中古アストン マーティン 買うならどのモデル? 「手の届く上流階級」後編
公開 : 2018.04.28 20:10
V12でこの世の果てまで
このクルマの48バルブV12が初めて世に出たのは1996年、フォードのコンセプトカーであるインディゴのパワーソースとしてだった。その3年後、DB7ヴァンテージに量産ユニット賭して搭載された。これは直6に代わるものだが、その驚くべき出来栄えを体験すれば、この換装には文句なしに納得できる。この “AM04” こと5935ccユニットは、フォード・デュラテックV6を2基つなげたものといえるが、マラネッロやサンタアガータの12気筒にも匹敵するモンスターに仕上がっているのだ。

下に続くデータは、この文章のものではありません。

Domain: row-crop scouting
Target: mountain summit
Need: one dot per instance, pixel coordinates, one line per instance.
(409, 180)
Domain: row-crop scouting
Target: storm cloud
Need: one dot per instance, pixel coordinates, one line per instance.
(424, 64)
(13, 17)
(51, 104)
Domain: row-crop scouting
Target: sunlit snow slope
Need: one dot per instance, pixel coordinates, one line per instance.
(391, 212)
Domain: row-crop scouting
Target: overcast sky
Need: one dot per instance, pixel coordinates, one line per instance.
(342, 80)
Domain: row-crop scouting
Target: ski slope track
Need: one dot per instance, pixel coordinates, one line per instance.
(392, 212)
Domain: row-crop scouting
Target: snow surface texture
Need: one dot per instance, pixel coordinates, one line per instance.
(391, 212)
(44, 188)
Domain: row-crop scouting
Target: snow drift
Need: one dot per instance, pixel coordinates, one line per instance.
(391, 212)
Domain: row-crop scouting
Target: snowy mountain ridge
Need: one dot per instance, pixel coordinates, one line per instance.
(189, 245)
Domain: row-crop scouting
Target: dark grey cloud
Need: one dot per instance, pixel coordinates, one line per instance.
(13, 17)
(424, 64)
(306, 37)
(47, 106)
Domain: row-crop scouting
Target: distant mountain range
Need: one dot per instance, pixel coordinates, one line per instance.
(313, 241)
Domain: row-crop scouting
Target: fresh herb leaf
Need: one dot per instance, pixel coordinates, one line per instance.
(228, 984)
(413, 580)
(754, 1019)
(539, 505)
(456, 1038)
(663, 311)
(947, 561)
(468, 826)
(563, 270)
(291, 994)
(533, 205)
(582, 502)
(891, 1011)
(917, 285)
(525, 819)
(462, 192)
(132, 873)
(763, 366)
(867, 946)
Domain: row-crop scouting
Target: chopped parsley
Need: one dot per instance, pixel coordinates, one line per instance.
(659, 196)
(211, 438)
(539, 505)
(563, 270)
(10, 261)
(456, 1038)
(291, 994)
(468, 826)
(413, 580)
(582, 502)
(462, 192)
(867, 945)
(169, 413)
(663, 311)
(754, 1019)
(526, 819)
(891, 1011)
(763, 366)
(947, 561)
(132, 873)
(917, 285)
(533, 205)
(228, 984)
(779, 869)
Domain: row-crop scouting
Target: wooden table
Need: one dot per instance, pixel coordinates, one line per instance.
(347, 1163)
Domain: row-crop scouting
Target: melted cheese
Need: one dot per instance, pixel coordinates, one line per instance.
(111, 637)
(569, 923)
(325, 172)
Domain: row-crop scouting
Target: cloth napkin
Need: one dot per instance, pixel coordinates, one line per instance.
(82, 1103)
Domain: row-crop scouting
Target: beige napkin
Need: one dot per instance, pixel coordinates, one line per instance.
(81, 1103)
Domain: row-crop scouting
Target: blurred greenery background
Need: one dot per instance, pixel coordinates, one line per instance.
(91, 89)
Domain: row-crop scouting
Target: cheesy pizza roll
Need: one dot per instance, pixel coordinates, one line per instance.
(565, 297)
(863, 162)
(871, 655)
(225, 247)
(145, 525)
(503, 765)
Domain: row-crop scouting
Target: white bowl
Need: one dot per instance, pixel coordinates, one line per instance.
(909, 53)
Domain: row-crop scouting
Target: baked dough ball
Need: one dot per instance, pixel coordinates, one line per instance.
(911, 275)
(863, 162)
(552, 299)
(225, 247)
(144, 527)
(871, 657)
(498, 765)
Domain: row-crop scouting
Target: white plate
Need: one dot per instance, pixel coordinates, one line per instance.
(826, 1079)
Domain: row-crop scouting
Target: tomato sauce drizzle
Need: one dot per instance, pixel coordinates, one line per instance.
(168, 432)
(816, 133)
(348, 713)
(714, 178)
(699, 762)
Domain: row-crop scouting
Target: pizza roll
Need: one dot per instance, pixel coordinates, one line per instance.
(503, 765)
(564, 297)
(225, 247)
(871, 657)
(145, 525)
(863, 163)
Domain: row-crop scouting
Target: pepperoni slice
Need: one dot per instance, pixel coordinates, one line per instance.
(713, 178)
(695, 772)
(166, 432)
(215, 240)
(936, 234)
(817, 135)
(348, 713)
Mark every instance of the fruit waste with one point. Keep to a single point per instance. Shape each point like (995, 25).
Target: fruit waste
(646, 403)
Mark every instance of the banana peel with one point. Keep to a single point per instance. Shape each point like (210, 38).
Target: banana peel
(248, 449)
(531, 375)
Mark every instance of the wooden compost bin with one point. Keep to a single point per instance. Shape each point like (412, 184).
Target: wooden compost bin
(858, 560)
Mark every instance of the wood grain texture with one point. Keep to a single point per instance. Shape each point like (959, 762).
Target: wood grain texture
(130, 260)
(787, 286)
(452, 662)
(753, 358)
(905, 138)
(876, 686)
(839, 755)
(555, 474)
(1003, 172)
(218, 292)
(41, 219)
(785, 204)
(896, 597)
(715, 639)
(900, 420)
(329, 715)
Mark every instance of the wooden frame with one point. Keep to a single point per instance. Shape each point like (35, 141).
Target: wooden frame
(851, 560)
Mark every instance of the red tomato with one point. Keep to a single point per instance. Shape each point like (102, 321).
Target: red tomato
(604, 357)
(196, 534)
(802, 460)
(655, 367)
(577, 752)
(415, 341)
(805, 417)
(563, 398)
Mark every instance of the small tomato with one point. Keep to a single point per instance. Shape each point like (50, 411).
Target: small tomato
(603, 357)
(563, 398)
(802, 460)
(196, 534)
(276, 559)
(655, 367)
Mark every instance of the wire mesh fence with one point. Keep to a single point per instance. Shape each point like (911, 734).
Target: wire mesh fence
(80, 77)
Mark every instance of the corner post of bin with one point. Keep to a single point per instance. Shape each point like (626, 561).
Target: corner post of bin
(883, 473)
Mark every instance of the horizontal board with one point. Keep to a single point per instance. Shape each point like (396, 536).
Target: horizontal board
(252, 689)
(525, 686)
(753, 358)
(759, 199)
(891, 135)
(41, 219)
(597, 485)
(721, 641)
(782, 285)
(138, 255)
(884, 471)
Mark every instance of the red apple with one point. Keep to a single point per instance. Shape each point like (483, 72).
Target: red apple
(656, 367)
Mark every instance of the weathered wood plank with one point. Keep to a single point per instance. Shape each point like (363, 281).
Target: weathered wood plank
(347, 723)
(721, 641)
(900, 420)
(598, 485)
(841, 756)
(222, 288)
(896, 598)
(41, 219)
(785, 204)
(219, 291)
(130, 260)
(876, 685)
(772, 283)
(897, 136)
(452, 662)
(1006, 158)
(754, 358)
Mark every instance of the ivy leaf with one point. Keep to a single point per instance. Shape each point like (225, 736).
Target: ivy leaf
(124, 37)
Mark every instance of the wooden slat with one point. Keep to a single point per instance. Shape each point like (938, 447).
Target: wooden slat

テストコースを走るような機会に恵まれれば、過激なスピードを出したい欲求に抗えないだろうが、そんな時にもDB9は盤石で、安定して、安心できる穏やかさがある。この世の果てまで走っていけそうなフィールで、後席の乗員もまた冷や汗をかくようなことはない。
そしてもし、まるでワープするような速度に達している時に、前を走るのろまなデーウあたりのドライバーがバックミラーを見ていなかったとしても、1710kgもの巨体は、思わず拳を握りしめる間に急停止できる。巨大なベンチレーテッドディスクがスピードを奪う力は、警官が免許証を奪い去るのと同じくらい逆らいようがなく、295km/hのリミッターぎりぎりまで飛ばしてみようという気にもなろうというものだ。
先代のようなスプリングのジェントルさやリラックスした足取りはなく、ロードノイズも大きいが、大陸横断GTといったような走りっぷりは実にみごと。これをベースに製作されたDBR9がル・マンで2年連続クラス優勝を飾ったのもうなずける。